Alongside Tom, Polly is largely the brains of the business operation—acting as his true second-in-command—despite Arthur and John’s technical status as equal partners. (On the Peaky Blinders side of the business, Arthur serves as Tommy’s right-hand man, while John regrettably sits at number three.) Even Ada (Sophie Rundle), the lone Shelby sister whose adversarial relationship with her brothers—especially Tommy—looms throughout the series, can never stray too far from the family and their many shenanigans.

But while Peaky Blinders is full of the Shelbys pulling fast ones on each other and making side deals that threaten family stability, the series is often anchored by the characters acting in what they feel is the best interest of the family and that is—at this juncture—more than can be said for Logan Roy.

They’ve got style

There’s no mistaking it that the Peaky Blinders have got style. Whether preparing for battle or a night at The Garrison pub, the Peaky Blinders are always dressed for success. Three-piece tweed suits and flat caps favored by the Peaky Blinders—inspired by the well-dressed nature of the real-world gang—don’t just look good. They’re also incredibly functional in the case of a sudden attack, thanks to the razor blade hidden in the brim of the cap.
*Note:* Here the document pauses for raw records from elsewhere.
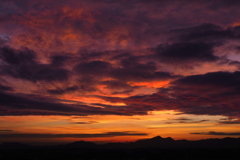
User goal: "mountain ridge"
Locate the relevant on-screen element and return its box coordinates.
[0,136,240,149]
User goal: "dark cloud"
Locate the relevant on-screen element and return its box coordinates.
[74,61,111,76]
[0,90,137,116]
[190,131,240,136]
[156,42,218,64]
[102,80,136,89]
[47,86,79,94]
[0,47,69,82]
[172,71,240,89]
[110,56,178,82]
[174,23,240,43]
[74,121,99,124]
[0,129,13,132]
[0,84,13,91]
[0,131,148,138]
[102,72,240,118]
[50,56,70,67]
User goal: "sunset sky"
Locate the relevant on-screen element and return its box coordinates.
[0,0,240,143]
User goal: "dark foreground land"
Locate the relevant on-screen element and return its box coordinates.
[0,149,240,160]
[0,137,240,160]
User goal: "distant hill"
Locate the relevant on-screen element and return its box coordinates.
[0,142,33,149]
[0,136,240,149]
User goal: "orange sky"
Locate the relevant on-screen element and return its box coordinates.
[0,0,240,143]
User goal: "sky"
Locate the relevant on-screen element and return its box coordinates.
[0,0,240,144]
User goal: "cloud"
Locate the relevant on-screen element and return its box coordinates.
[156,42,218,63]
[0,92,137,116]
[47,86,78,94]
[102,72,240,118]
[0,46,69,82]
[190,131,240,136]
[0,84,13,92]
[74,121,99,124]
[0,131,148,138]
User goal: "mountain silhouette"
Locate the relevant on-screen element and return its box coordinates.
[0,136,240,149]
[0,142,32,149]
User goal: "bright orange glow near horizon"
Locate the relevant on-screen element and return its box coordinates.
[0,0,240,144]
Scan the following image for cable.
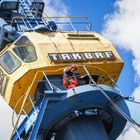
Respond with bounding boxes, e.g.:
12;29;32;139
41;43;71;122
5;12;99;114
83;65;140;135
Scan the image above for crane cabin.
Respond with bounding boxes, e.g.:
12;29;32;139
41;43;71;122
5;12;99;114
0;31;123;113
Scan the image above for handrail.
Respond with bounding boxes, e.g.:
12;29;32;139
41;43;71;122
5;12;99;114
11;64;123;138
11;14;92;31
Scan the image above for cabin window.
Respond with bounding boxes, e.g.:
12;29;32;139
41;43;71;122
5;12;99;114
13;36;37;62
15;36;32;46
0;69;7;96
13;46;37;62
0;51;21;74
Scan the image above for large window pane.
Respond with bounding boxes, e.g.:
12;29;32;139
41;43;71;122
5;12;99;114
13;46;37;62
0;51;21;73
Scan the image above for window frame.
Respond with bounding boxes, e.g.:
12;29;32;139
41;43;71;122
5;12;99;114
12;36;38;63
12;44;38;63
0;50;22;74
0;68;8;96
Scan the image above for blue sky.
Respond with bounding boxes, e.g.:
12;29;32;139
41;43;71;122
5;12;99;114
0;0;140;140
63;0;136;96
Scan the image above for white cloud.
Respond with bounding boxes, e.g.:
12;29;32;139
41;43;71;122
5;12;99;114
0;0;68;140
44;0;68;16
103;0;140;80
117;127;140;140
103;0;140;140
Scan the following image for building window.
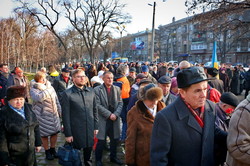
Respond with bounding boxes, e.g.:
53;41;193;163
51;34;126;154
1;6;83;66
236;42;241;52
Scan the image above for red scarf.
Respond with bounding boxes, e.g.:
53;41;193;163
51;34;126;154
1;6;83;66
181;94;204;128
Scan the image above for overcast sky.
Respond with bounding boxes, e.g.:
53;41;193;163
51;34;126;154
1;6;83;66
0;0;190;34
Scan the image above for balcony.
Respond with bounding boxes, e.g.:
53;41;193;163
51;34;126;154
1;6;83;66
192;37;207;43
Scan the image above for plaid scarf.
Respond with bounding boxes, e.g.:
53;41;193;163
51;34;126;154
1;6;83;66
180;95;204;128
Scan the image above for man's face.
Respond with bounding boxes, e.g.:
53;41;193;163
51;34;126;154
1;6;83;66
62;72;70;77
158;83;171;96
142;72;148;76
103;73;114;87
180;81;207;109
16;71;23;77
8;97;24;109
73;71;86;87
129;72;136;78
0;65;9;73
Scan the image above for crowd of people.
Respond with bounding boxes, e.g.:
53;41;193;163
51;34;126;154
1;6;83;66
0;60;250;166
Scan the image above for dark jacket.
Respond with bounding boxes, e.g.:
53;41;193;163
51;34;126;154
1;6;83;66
61;85;98;149
165;93;177;106
52;75;73;101
0;104;41;166
95;84;123;140
0;73;12;99
125;100;165;166
150;97;215;166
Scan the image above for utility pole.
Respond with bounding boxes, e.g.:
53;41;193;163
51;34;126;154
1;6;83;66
149;2;156;62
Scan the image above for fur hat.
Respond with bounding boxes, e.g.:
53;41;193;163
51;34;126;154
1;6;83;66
220;92;239;107
145;87;163;101
207;67;219;77
6;85;26;101
177;66;211;88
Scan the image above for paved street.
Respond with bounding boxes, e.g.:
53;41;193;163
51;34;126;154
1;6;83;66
37;91;245;166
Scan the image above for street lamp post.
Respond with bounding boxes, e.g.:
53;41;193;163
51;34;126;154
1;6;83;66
148;2;156;62
148;0;166;62
116;25;126;58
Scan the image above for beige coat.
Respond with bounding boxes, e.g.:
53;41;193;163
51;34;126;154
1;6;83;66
226;95;250;166
125;100;165;166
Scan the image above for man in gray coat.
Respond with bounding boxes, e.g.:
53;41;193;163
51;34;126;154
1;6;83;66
61;69;98;166
95;71;123;166
150;67;215;166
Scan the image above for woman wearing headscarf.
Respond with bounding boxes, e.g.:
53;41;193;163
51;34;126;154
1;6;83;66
30;72;61;160
0;86;42;166
125;83;165;166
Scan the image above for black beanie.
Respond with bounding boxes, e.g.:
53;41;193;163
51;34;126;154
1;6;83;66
220;92;239;107
207;67;219;77
6;86;26;101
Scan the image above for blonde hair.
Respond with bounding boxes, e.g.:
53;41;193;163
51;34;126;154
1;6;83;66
34;71;46;82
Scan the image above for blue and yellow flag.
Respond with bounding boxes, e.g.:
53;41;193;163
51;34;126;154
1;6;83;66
212;41;219;69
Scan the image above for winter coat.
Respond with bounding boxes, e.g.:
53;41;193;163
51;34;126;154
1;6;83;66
7;74;30;101
150;97;215;166
95;84;123;140
214;103;230;166
30;81;61;137
125;100;165;166
0;73;12;99
0;104;42;166
230;70;240;95
226;95;250;166
52;75;73;101
61;85;98;149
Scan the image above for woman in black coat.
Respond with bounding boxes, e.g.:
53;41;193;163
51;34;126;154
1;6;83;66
230;67;240;95
0;86;41;166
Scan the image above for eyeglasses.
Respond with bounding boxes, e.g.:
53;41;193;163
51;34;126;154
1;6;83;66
76;76;86;78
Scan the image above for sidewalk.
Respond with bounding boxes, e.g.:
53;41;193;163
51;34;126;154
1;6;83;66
36;133;125;166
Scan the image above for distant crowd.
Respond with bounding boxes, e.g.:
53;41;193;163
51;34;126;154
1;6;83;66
0;60;250;166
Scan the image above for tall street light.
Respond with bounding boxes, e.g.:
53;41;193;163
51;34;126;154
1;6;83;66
148;2;156;62
116;25;126;58
148;0;166;62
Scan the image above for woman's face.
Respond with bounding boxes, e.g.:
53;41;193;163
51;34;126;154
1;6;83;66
144;100;159;109
9;97;25;109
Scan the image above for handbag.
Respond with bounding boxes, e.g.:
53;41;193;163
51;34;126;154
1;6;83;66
57;142;82;166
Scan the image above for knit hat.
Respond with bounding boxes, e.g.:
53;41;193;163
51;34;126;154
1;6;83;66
6;85;26;101
220;92;239;107
207;67;219;77
158;76;171;84
15;67;23;73
135;73;147;79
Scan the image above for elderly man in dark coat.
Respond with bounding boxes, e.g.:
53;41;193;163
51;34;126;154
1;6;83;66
52;68;73;101
95;71;123;166
150;67;219;166
158;76;177;106
61;69;98;166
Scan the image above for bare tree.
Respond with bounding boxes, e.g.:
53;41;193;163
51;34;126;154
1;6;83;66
16;0;67;61
64;0;130;63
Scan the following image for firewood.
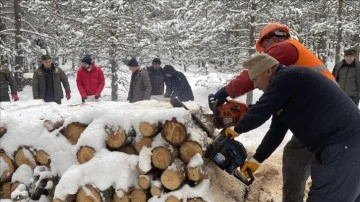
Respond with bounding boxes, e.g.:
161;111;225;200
113;190;130;202
151;147;173;170
0;127;7;137
105;128;127;150
119;145;139;155
135;137;152;153
165;195;182;202
138;175;151;190
139;121;159;137
15;147;36;169
0;152;15;182
179;141;203;163
150;180;163;197
130;188;148;202
76;146;95;164
76;185;102;202
186;166;204;182
1;182;11;199
160;159;185;190
161;118;188;147
43;119;64;132
64;122;87;145
35;150;50;166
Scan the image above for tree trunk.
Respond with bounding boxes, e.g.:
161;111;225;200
139;121;160;137
161;118;188;147
35;150;50;166
151;147;173;170
76;146;95;164
179;141;203;163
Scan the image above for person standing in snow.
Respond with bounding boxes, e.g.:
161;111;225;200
225;53;360;202
164;65;194;102
332;49;360;105
127;58;152;103
76;55;105;102
214;23;336;202
146;58;164;100
32;55;71;104
0;65;19;102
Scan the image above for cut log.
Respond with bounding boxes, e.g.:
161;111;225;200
130;189;148;202
138;175;151;190
1;182;11;199
105;127;127;150
179;141;204;163
150;181;163;197
161;118;188;147
0;127;7;138
119;145;139;155
76;185;102;202
135;137;152;153
187;197;206;202
76;146;95;164
0;152;15;182
15;147;36;169
165;195;182;202
113;190;130;202
35;150;50;166
139;121;160;137
151;147;173;170
64;122;87;145
186;166;204;182
160;159;185;190
43;119;64;132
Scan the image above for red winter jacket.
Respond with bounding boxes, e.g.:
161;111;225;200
76;64;105;97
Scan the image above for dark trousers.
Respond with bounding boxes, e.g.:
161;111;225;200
307;131;360;202
282;136;313;202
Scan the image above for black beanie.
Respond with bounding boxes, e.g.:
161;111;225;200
127;58;139;67
153;58;161;65
81;55;92;65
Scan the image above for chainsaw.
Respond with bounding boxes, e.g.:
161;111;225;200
170;98;254;185
208;94;249;128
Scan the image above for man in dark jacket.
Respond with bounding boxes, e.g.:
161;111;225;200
76;55;105;102
0;65;19;102
164;65;194;102
226;53;360;202
32;55;71;104
332;49;360;105
146;58;164;99
127;58;152;103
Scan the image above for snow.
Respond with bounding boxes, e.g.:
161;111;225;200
0;62;358;202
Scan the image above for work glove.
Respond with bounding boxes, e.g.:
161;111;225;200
65;93;71;100
240;158;260;178
224;126;239;140
11;94;19;101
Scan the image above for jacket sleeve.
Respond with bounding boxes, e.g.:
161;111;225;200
141;71;152;100
59;68;71;93
76;69;87;97
95;68;105;95
32;70;40;99
5;69;17;95
225;70;254;98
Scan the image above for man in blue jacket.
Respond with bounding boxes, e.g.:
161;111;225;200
226;53;360;202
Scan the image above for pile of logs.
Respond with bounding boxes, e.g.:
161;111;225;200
0;118;211;202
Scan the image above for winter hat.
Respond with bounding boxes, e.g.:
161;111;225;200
81;55;92;65
344;49;357;56
127;58;139;67
243;53;279;80
153;58;161;65
163;65;176;75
David Beckham is such a fan of the series and its clothing, he launched a Peaky Blinders-inspired clothing collection earlier this year, featuring three-piece suits, flat caps—sans razor, of course. While the men are largely kept in their tweed uniforms, the women’s clothing has a lot of range—from Aunt Polly’s iconic suits to the era’s iconic flapper looks—especially as the Shelbys move up the ladder from working class to new money.

Of course, we can’t talk Peaky Blinders without mention those haircuts. The Peaky Blinders uniform isn’t complete without the aggressive undercut, of which, all the Blinders take a slightly different approach—to wildly differing degrees of success.

A slew of memorable frenemies

While Peaky Blinders‘ main cast is nothing short of spectacular, the series has featured some truly prolific friends—well, frenemies—and foes. As Tommy seeks to build his empire, Sam Neill’s Major Campbell, an Irish policeman, is determined to destroy it—to the point of obsession. Meanwhile, Tom Hardy plays one of the most bonkers characters on the planet… and he plays Venom. As Alfie Solomons, a Camden Town-based leader of a Jewish gang, Hardy is menacing and hilarious—a baffling combo. He may be the most memorable of the big names making their way to Small Heath, but he’s not alone. Aidan Gillen and Adrien Brody pop up in later seasons—the former, a business interest to Tommy and love interest to Polly, while the latter is New York mobster seeking revenge on the Shelby family.

Iconic broody music

With its smoggy, industrial Birmingham setting, unpredictable characters, and very specific style, Peaky Blinders is nothing short of a mood. It only makes sense that the series is backed by an equally moody soundtrack—and boy does it deliver. While period-specific music does feature from time to time, the series never feels compelled to stick to its era—without going full Baz Luhrmann.

The broody musical mood is established right off the bat, courtesy of Nick Cave & the Bad Seeds’ gritty “Red Right Hand,” which serves as the Peaky Blinders title track. In addition to Nick Cave & the Bad Seeds, who feature heavily throughout the series, Peaky Blinders uses a slew of regulars to provide the series’ musical mood, including Arctic Monkeys, PJ Harvey, The White Stripes, Laura Marling, and Tom Waits. Additionally, the late David Bowie, a massive fan of the series, reportedly requested his music be featured. And, of course, I’d be remiss to not highlight the truly inspired use of Johnny Cash’s cover of an iconic Irish ballad.

Season five of Peaky Blinders begins streaming on Netflix on October 4.